TITLE 21--FOOD AND DRUGS
CHAPTER I--FOOD AND DRUG ADMINISTRATION
DEPARTMENT OF HEALTH AND HUMAN SERVICES
SUBCHAPTER H - MEDICAL DEVICES

PART 874 -- EAR, NOSE, AND THROAT DEVICES

Subpart D - Prosthetic Devices

Sec. 874.3325 Self-fitting air-conduction hearing aid.

(a) Identification. A self-fitting air-conduction hearing aid is a wearable sound amplifying device that is intended to compensate for impaired hearing and incorporates technology, including software, that allows users to program their hearing aids. This technology integrates user input with a self-fitting strategy and enables users to independently derive and customize their hearing aid fitting and settings. A self-fitting air-conduction hearing aid is subject to the requirements in § 800.30 or § 801.422 of this chapter, as applicable.
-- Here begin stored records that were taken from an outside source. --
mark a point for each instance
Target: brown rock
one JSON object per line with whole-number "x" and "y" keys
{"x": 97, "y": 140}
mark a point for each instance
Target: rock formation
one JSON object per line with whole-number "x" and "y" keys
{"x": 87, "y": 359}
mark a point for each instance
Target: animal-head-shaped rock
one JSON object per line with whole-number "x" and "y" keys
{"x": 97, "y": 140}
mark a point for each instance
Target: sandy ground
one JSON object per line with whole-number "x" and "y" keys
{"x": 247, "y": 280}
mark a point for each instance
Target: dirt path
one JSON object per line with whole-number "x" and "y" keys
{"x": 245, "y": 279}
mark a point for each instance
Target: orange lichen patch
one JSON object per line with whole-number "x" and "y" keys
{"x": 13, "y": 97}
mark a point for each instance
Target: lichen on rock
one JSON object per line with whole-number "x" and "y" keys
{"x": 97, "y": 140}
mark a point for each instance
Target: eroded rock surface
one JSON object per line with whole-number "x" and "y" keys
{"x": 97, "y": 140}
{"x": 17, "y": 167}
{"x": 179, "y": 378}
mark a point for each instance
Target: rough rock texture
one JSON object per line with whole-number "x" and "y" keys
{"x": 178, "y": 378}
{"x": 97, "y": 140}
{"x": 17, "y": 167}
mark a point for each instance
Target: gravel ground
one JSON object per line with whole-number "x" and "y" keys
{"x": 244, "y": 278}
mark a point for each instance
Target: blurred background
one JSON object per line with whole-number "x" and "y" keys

(b) Classification. Class II (special controls). The special controls for this device are:

(1) Clinical data must evaluate the effectiveness of the self-fitting strategy.

(2) Electroacoustic parameters, including maximum output limits, distortion levels, self-generated noise levels, latency, and frequency response, must be specified and tested.

(3) Performance data must demonstrate the electromagnetic compatibility (EMC), electrical safety, and thermal safety of the device.

(4) Software verification, validation, and hazard analysis must be performed.

(5) If the device incorporates wireless technology:

(i) Performance testing must validate safety of exposure to non-ionizing radiation; and

(ii) Performance data must validate wireless technology functions.

(6) Usability testing must demonstrate that users can correctly use the device as intended under anticipated conditions of use.

[84 FR 57612, Oct. 28, 2019, as amended at 87 FR 50762, Aug. 17, 2022]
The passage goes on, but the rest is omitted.